The film that Dallas scripted, called “Just Yell Fire — Empowering Girls to Protect Themselves”, demonstrates ten easy-to-learn techniques for girls to get away from an attacker. She worked with her Filipino street fighting coach in San Diego to develop the techniques — then organized a professional crew of 30 volunteers and 100 extras to create the DVD.
All services for making her 48 minute film were donated. Family members, friends, and some celebrities have been involved in making the DVD, and tens of thousands of copies of it have been distributed in 37 countries. Free copies are given out at each of her public presentations.
The DVD begins with the sobering fact that predators try to abduct approximately 100,000 teenage girls each year, just in this country, and that one in four college girls will be date-raped before graduating. “Girls age 11 to 19 face risk of assault, abduction and death,” the film begins.
Dallas started her presentation in the Sellwood Library with a demonstration of the “Hair Comb”, a defensive move that makes it possible to break free from someone who is facing and choking you. With her father acting as the attacker, Dallas raised her arm with a swift backward motion, as if running her fingers through her hair. Turning around quickly, she broke free.
“A girl or woman can free herself from a very strong attacker by using techniques to knock down, distract, or upset his equilibrium,” Dallas explained. Once the grip or hold is broken, various follow-up techniques can be used to scrape, slap or gouge eyes, ears, or groin. Speaking of a strong slap to the ear, she said, “A slap is always better than a jab, because it disperses the pain — it’s worth five jabs.”

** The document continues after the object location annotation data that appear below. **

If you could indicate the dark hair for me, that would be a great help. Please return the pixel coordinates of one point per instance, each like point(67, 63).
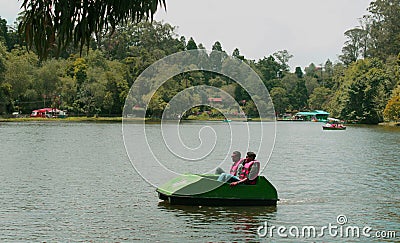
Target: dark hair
point(237, 153)
point(251, 154)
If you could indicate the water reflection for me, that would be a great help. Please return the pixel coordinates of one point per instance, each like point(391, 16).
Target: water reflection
point(239, 221)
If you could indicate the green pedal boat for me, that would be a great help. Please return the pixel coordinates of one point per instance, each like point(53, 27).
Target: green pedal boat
point(192, 189)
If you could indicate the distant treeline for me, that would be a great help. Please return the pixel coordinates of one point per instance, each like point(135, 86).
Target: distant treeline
point(364, 85)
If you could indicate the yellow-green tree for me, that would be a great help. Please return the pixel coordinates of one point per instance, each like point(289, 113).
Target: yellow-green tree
point(392, 109)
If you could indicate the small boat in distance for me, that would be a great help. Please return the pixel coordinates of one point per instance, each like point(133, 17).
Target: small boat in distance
point(205, 190)
point(334, 124)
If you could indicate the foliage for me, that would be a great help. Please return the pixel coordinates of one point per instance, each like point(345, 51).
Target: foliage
point(392, 109)
point(50, 26)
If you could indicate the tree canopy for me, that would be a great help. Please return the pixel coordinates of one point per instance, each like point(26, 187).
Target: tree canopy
point(50, 26)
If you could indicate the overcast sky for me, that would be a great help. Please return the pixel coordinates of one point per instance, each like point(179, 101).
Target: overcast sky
point(311, 30)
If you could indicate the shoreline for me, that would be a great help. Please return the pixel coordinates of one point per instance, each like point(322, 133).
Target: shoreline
point(120, 119)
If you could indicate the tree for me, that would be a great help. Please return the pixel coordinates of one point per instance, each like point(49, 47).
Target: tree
point(298, 72)
point(191, 45)
point(361, 95)
point(392, 109)
point(236, 53)
point(318, 98)
point(354, 46)
point(280, 99)
point(385, 28)
point(283, 58)
point(50, 26)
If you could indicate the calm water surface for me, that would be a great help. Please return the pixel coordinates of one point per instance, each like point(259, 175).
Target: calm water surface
point(74, 182)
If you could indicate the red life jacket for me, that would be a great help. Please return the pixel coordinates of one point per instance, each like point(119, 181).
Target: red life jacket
point(235, 166)
point(245, 172)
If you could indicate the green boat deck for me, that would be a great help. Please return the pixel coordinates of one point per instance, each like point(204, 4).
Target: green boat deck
point(192, 189)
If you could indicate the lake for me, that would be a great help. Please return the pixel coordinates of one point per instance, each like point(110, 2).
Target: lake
point(75, 182)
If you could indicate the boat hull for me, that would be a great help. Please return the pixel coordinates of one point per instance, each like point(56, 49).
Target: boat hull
point(206, 190)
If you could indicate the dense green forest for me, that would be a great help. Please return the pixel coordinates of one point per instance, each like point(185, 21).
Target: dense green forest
point(364, 85)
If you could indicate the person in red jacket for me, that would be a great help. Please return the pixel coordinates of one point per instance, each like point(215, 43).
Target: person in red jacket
point(249, 171)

Dallas advocates yelling “fire” — not “help” or rape” — before, during, or after making the defensive moves.
The film goes on to show simulated situations of attack, and appropriate defense techniques, at a bus stop, ATM machine, parking lot, at a party or on a jogging trail. The film is free to view online at: www.justyellfire.com. The web site, which earned the 2007 “web award of excellence” for best design for a non-profit web site, contains media interviews, and a list of endorsers — including Oregon Governor Kulongoski, and legislators and the attorney general in Washington State.
Photo Caption: Two seconds before this photo was taken, Dallas’ attacker (her father, Jay Jessup, was playing the part) had approached Dallas from behind – as in a situation where she might be at an ATM machine – and grabbed her around the neck. Practicing the “stick ’em up” move, Dallas thrust her arms straight up into the air and turned around quickly, releasing the hold and freeing her hands for a disabling slap to the ear or slice across the eye. Dallas says that when your life is endangered, you can't worry about hurting your attacker.